This is not to say that Alec Baldwin will necessarily run for mayor, but as the recent incident—in which he was deplaned for refusing to turn off his iPhone, and then tweeted his outrage—shows yet again, he has the disgusted temperament of many who’ve ruled this impossible town (and many of us who live in it). Yes, his ex-wife, Kim Basinger, reportedly called him a “tin-pot tyrant,” but Baldwin is both a delightfully needy and generous public figure. He’s been drafting himself for service for years; something about his life doesn’t seem to quite satisfy his sense of his own potential. For all his success—Glengarry Glen Ross, The Hunt for Red October, 30 Rock’s Jack Donaghy—he’s yearned to do something more serious. Which is why he opines for the Huffington Post, has a public-radio podcast, and spent much of the past year baiting right-wingers on Twitter.

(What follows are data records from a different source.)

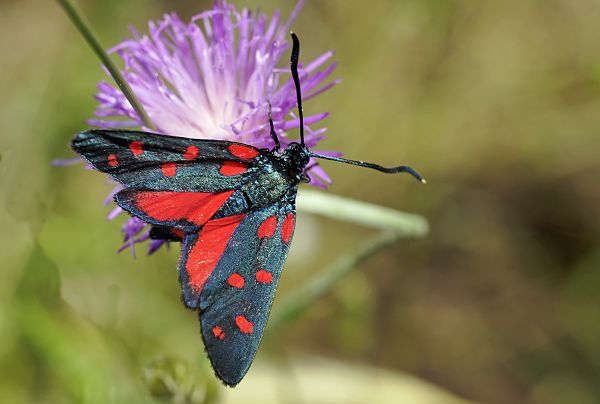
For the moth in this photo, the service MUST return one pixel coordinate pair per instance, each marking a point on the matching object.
(232, 207)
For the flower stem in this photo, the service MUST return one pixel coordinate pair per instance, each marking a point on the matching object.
(87, 33)
(325, 282)
(349, 210)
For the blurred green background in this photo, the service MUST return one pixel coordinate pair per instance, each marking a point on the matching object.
(497, 103)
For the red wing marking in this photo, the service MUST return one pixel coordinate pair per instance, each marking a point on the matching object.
(191, 152)
(169, 169)
(244, 325)
(287, 229)
(112, 160)
(177, 232)
(267, 228)
(196, 207)
(230, 168)
(208, 249)
(218, 332)
(263, 276)
(236, 281)
(243, 152)
(136, 148)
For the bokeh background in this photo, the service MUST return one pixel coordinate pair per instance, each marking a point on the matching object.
(497, 103)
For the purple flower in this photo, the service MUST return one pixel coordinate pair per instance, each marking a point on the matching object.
(212, 78)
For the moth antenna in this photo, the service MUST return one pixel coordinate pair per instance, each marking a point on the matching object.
(294, 68)
(273, 134)
(387, 170)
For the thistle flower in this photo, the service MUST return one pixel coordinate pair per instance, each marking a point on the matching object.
(213, 78)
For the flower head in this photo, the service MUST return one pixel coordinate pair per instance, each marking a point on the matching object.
(213, 78)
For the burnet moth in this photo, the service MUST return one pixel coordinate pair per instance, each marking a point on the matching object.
(232, 207)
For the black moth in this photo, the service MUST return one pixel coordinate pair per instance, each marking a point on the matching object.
(231, 205)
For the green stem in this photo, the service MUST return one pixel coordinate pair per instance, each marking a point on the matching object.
(86, 32)
(366, 214)
(321, 285)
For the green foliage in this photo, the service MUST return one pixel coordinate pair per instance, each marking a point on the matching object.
(496, 103)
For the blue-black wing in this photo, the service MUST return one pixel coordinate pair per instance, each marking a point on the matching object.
(142, 160)
(238, 285)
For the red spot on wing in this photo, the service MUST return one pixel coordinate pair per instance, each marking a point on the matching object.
(136, 148)
(230, 168)
(263, 276)
(287, 228)
(243, 152)
(195, 207)
(169, 169)
(218, 332)
(112, 160)
(191, 152)
(208, 249)
(267, 228)
(244, 325)
(236, 281)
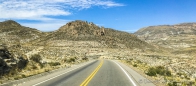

“Would I want to be the mayor of New York?” he asks, as courtly yet impatient as Donaghy. “Probably. Would I want to run for mayor of New York? Probably not.” He knows it’s easier to rule by Twitter (though he deactivated his account last week). He’s made room for himself to run, however: His current 30 Rock contract will let him out at the end of 2012, and he’s planning on switching his official residence from Amagansett to his nearly $12 million Village penthouse (he’s sick of keeping the diaries of his whereabouts required by tax authorities). As for his would-be platform, it’s “to develop public policy that is more inclusive to average New Yorkers who don’t have other residences—they’re not Europeans or Hamptons people.” In other words, people not too much like him.
He supported Occupy Wall Street—up to their “bashing of wealthy people, or perceived wealthy people.” (“I don’t have a private jet,” though if he did, presumably the flight attendants would be more agreeable.) But he’s alarmed that “the average man” in 2011 must “stress about making ends meet. Or maybe it’s just that the ones who are struggling are noisier now.” Either way, “what really defines New York is that there are so many people who are very very wealthy, they could live somewhere else at probably half the cost, but they want to live in a real city, with the people struggling to succeed.” And would having Jack Donaghy (“That very self-important character—lacking in self-awareness and in other times having real self-awareness,” as Baldwin puts it; “I’m really nothing like that character at all”) as mayor really be so bad?